# Collaborative filtering - Matrix Factorization with Surprise

In this notebook, you will learn another collaborative filtering technique called Matrix Factorization, more specifically we will use `Singular Value Decomposition (SVD)` to factorize the **user-item** interaction matrix. 
The **benefit** of using matrix factorization is that it can **capture** the **latent features** underlying the interactions between users and items. This allows us to make recommendations based on the user-item interaction matrix even if we have missing values.

We will use again  the Scikit-Surprise library to build a **SVD model** and make recommendations.

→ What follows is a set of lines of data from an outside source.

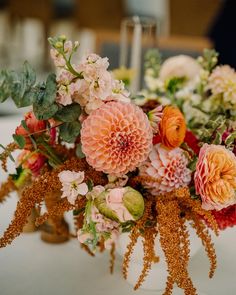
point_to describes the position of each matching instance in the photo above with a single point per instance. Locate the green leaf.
(68, 113)
(69, 131)
(29, 74)
(79, 153)
(231, 138)
(5, 85)
(45, 107)
(20, 140)
(18, 85)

first we import the necessary libraries

In [None]:
import pandas as pd
import numpy as np
from copy import copy
from surprise import Dataset
from surprise import Reader
from surprise import KNNWithMeans, SVD
from surprise.model_selection import GridSearchCV
from surprise.model_selection import train_test_split
from surprise import accuracy
from collections import defaultdict

Let's load our rating data. It contains the necessary `user_id`, `item_id` and the `rating` users gave to the fish items. Additionally it has some nice-to-have information about the fish items. There are 500 users with 300 rated fishes each. 

In [None]:
# Loading the dataset from the csv file
df = pd.read_csv('data/user_item_ratings.csv')
df.head(3)

The Scikit-Surprise library we want to use does not work with pandas DataFrames but with Dataset objects. So we need to create a Dataset object from our DataFrame. We also need to define the possible ratings with the Reader class.

In [None]:
# defines possible ratings
reader = Reader(rating_scale=(1, 10))
# Loads Pandas dataframe
data = Dataset.load_from_df(df[["user_id", "item_id", "rating"]], reader)

In order to validate our models we need to split our data into a trainset, which we will use to train our models. And a testset to validate the ability of our models to predict on unseen data. 

In [None]:
# Splitting the data into training and test set
trainset, testset = train_test_split(data, test_size=0.25, random_state=42)

Let's start with the modeling!

## Singular Value Decomposition

Another way to estimate the user ratings is **Singular Value Decomposition (SVD)**. **Singular value decomposition** is a matrix decomposition, where we decompose a given **m x n** matrix $A$ into three matrices **$U$**, $\Sigma$ and $V$ with the dimensions **m x r**, **r x r** and **n x r** respectively. Here r is usually small compared to m and n. And $\Sigma$ is non-zero only on the diagonal.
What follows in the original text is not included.